I have only skimmed the datasheet, but the DS1307 doesn't seem to have a wake-up alarm, so it seems to be inferior to the on-board RTC.
4. Integrate the 1 second RTC interrupt with the Arm microcontroller. Note: You could eliminate #4 and just poll the seconds counter.
Yes, there is no need for 1 second RTC interrupts, only alarm. My plan is to get the time when I want it.
I can see why the Maple Leaf Blowers decided to not include the RTC in the Maple.
They said in one thread, board space.
Having this clock would mess up their Maple/Arduino compatible timing, functions, interrupts and commands.
Disagree. I don't currently believe it has any impact. It is a potential source of interrupts, but the user has to accept that interrupts and the clock can interact on the Arduino. The RTC could be used when waking from a power down. At that point, one might choose to re-initialise the Arduino library time function internal value from the RTC. But it isn't necessary.
It would add 4 extra connections or I/O pins to the Maple.
3 not 4. VBAT is still VBAT, and is not an I/O pin.
The other three pins are not 5V tolerant, and are limited (ST.com document 13587.pdf):
PC13, PC14 and PC15 are supplied through the power switch.
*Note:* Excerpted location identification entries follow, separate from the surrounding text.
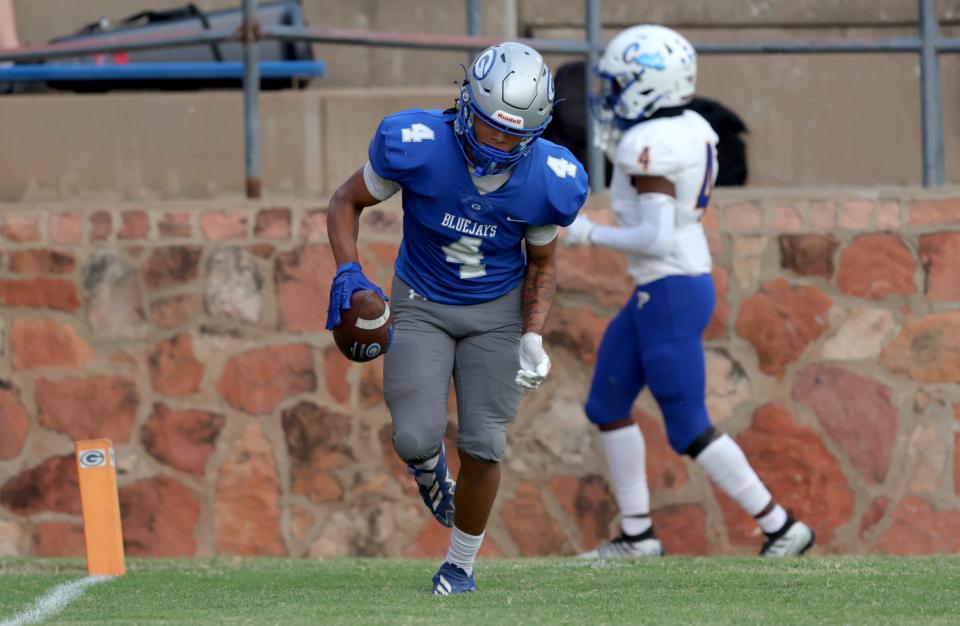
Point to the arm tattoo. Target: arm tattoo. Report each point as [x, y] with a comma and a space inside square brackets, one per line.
[539, 287]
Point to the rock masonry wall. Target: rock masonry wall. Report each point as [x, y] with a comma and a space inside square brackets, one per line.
[192, 336]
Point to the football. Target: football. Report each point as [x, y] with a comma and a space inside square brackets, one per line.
[366, 327]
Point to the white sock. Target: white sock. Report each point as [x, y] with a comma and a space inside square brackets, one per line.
[429, 464]
[774, 520]
[727, 466]
[627, 460]
[463, 549]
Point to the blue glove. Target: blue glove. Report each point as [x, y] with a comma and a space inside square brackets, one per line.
[349, 278]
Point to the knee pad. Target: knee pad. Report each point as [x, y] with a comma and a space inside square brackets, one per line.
[413, 449]
[701, 442]
[489, 445]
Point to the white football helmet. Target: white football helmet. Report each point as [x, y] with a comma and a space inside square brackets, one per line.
[644, 68]
[509, 87]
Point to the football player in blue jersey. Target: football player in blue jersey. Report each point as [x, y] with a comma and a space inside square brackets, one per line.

Since the switch only sinks a limited amount of current
(3mA), the use of GPIOs PC13 to PC15 in output mode is limited: the speed should not eload of 30 pF and these IOs must not be used as a current source (e.g. to drive an LED).
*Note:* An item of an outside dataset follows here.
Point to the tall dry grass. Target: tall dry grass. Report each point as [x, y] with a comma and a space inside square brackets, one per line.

It is not worth it - there are better and accurate "off the shelf" products that can be acquired.
I agree with you that there are more accurate off-the-shelf products.
But, I disagree on the 'not worth it".
a. If the Digikey price is representative, they cost more than the MCU, or appear to have the same accuracy problems as the on-board RTC (though I am very happy to be corrected, 'cos I don't get how the DS1307 can be otherwise).
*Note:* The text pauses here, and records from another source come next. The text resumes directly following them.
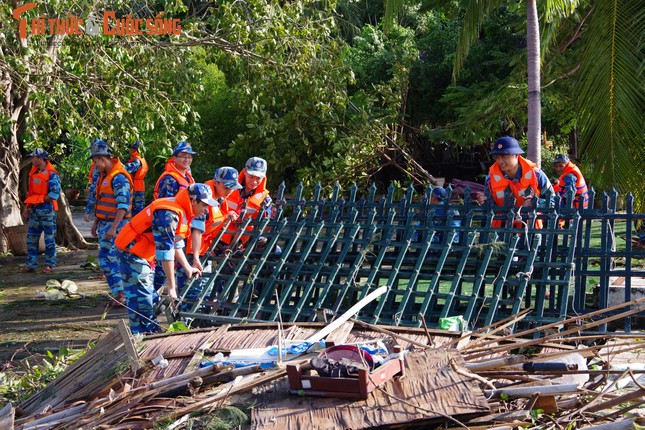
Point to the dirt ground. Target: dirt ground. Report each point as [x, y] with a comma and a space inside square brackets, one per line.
[30, 325]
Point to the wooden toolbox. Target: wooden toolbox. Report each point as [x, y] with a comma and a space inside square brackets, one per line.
[304, 384]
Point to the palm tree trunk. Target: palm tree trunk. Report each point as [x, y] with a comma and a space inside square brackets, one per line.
[534, 105]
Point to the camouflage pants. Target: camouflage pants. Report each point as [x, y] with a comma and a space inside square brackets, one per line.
[140, 294]
[138, 202]
[160, 276]
[41, 222]
[109, 256]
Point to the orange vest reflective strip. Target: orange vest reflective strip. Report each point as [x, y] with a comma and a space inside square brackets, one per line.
[183, 180]
[106, 206]
[139, 229]
[581, 184]
[38, 185]
[498, 185]
[138, 182]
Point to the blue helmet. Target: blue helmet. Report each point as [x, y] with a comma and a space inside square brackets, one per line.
[99, 147]
[506, 145]
[203, 193]
[183, 147]
[228, 176]
[40, 153]
[256, 166]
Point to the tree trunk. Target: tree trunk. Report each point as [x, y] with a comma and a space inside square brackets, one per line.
[9, 171]
[534, 105]
[67, 234]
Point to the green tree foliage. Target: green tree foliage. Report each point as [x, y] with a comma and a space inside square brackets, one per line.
[63, 90]
[292, 96]
[610, 96]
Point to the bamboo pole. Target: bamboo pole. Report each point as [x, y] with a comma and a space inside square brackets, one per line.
[483, 352]
[529, 391]
[390, 333]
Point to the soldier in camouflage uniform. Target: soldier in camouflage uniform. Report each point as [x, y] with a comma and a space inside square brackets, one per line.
[113, 208]
[205, 228]
[157, 233]
[40, 208]
[175, 177]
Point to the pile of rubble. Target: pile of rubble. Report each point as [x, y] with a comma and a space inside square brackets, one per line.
[558, 376]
b. The concerns about software complexity seem to be solved in Open Source software, but the devil is in the detail, so I won't claim this is irrelevant.
c. There is no need for interaction with the Arduino-library timing mechanisms unless someone wants it.
d. There is no need for for interrupt interaction unless the user wants an alarm, in which case, they are probably swapping one source of interrupts for another, so overall, no worse off.
e. When failing power is detected, there is no need to go to an external device to write the NV RAM values. I feel that has got to be quicker and easier than going to an I2C device which may be in the middle of a transaction. If the external timer is on it's own I2C bus to avoid that problem, then it has consumed two pins and an I2C interface for the gain of 3 low-current, non 5V tolerant GPIOs. I would prefer the spare I2C.
f. It is already in the chip.
We may end up agreeing to differ, though how the DS1307 can be calibrated in a better way than the on-board RTC might make me rethink, and I don't understand your point 3. about integrating interrupts with the ARM.
Thanks for the thought provoking post. High-quality stuff!